You yourself now mention a "five hour" fuel reserve which at low level equates to circa 300 USG. That's how I derived "my" 300 USG. After recounting the histrionics, you then say: "Then the radio went silent."
Not quite Fleet, there were "other calls". The radio was not dead yet.....
Fred Goerner, in his 1st Edition of "The Search for Amelia Earhart" recounts finding a radio call heard by Nauru Radio at 1030, which was "Land in sight ahead", heard on 6210Kcs. The call was only heard by Nauru and therefore, the aircraft that made the call was out of range with the USCG ITASCA. The timing quoted by Goerner is obviously in relation to Local time on the USCG ITASCA for he says: "One and three-quarters of an hour after the last supposed call (at 0844L Itasca time), Nauru hears "Land in sight ahead" " That puts the time at 2200GMT or 22 Hours into the flight. If Earhart made that call, and it was on the frequency she stipulated, then if she had been heading for Gardner, ITASCA would have heard it, therefore, she had to be heading further away from ITASCA and if she was on her "Gilberts" plan, then the "Land" would have been The Gilberts, one of the atolls.
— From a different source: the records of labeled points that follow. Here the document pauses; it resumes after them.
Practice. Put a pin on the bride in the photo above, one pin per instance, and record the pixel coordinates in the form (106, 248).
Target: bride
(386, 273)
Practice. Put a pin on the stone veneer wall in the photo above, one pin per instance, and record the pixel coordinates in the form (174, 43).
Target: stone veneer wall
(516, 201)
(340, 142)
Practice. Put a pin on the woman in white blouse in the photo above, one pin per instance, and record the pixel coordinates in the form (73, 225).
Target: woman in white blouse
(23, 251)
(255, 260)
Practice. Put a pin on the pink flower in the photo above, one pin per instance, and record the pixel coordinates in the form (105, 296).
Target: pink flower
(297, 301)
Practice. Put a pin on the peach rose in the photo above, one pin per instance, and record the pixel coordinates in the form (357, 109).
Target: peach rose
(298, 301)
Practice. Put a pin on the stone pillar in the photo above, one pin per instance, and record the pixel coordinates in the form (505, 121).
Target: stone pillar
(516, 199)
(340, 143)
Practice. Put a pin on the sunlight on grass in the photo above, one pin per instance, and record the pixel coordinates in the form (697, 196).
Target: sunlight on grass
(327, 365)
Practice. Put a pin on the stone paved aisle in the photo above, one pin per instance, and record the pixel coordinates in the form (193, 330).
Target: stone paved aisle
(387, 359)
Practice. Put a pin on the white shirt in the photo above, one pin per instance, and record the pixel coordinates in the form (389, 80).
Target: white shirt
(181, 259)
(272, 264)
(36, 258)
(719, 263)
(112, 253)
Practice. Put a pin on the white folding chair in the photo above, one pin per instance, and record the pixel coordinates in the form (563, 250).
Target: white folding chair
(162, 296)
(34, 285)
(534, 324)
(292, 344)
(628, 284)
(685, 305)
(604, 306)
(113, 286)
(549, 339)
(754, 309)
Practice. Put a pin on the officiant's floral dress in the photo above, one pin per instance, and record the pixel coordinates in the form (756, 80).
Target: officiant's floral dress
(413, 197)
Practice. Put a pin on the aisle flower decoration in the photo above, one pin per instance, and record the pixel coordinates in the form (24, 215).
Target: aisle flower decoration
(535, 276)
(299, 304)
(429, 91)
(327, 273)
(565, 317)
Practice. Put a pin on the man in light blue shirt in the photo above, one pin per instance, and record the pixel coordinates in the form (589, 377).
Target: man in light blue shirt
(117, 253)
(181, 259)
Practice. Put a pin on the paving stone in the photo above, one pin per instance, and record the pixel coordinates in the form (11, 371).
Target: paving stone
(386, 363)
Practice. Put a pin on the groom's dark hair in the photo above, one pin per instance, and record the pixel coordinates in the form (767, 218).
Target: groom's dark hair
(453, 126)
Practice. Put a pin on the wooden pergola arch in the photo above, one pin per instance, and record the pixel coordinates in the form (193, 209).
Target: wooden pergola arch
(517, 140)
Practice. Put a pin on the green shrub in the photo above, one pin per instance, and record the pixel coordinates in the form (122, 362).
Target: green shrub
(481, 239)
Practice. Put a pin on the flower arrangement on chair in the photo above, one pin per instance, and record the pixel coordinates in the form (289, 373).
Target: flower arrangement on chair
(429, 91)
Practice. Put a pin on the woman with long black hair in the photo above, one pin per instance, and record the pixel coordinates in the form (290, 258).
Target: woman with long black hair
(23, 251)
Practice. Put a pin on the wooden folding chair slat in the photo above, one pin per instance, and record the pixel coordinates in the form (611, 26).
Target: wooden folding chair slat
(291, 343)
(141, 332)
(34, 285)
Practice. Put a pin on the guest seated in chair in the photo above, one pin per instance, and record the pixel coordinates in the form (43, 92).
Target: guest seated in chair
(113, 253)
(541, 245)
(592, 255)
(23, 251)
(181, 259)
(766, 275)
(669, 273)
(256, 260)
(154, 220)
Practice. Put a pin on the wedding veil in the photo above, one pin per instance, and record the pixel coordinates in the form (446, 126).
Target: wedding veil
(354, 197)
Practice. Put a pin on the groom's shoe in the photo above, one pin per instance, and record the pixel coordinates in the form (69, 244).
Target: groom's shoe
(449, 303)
If AE turned for the Gilberts and "thought" she was at or close to Howland, she would not expect to see The Gilberts for four hours.
To travel the distance and see the atoll at say 15 miles in one and three quarters of an hour at her power setting to deliver 150 mph (as was her usual habit) and now with a tailwind of say 25 mph she will be doing 175mph over the ground and will have travelled 300 statute miles in the time. This means she would have been 200 Miles (at least) from Howland when she said "Must be on you...."
That was not the last Radio call either. Nauru Radio heard more calls at 0825GMT, 0831GMT, 0843GMT and the last at 0854GMT. I thought it was three only at this time, but Gillespie says there was also the 0825GMT call heard by Nauru. The Nauru Operator said the calls were unintelligible but sounded like the voice he had heard the night before but there was 'no hum of plane' in the background. So, who would be on 6210Kcs over the SW pacific at those GMT times which correspond to 1825 Local to 1854 Local New Britain time ?
J Boyle
"David..I didn't mean to sound like I'm going off on you, it's just that conspiracy theories are just silly."
No offence taken, I assure you, I enjoy "robust" interchange ! I completely agree about the conspiracy theories.
Earlier in the piece, I joined that "august" group known as "The Amelia Earhart Society" and conspiracy theories not only flourished, they were invented there !!! One contributor there wrote the awful book, "Amelia Earhart Lives", which he has had re-printed again and which has more holes than a colander.... Another wrote "Amelia Earhart Survived"....which also leaks like a sieve.... There was an erratic Monsignor featured on there who lived at Rumson NJ and who told everyone he had brought Amelia back from Japan, out of Horohito's Palace and had shaved her head to look for microchips of all things. Another told of AE being held at Weishien Concentration Camp in China and flown out by US Forces at the end of hostilities in a battered Betty Bomber, crewed by Japanese pilots under the command of a US Army major with a cocked .45..... Then there was the ex-USN guy who was on the USS Constellation and saw the Electra 10E and the missing Sikorsky S-42 being taken off a desert island and loaded onto the Glomar Explorer..... Astounding stories, good for a belly laugh but completely off the planet.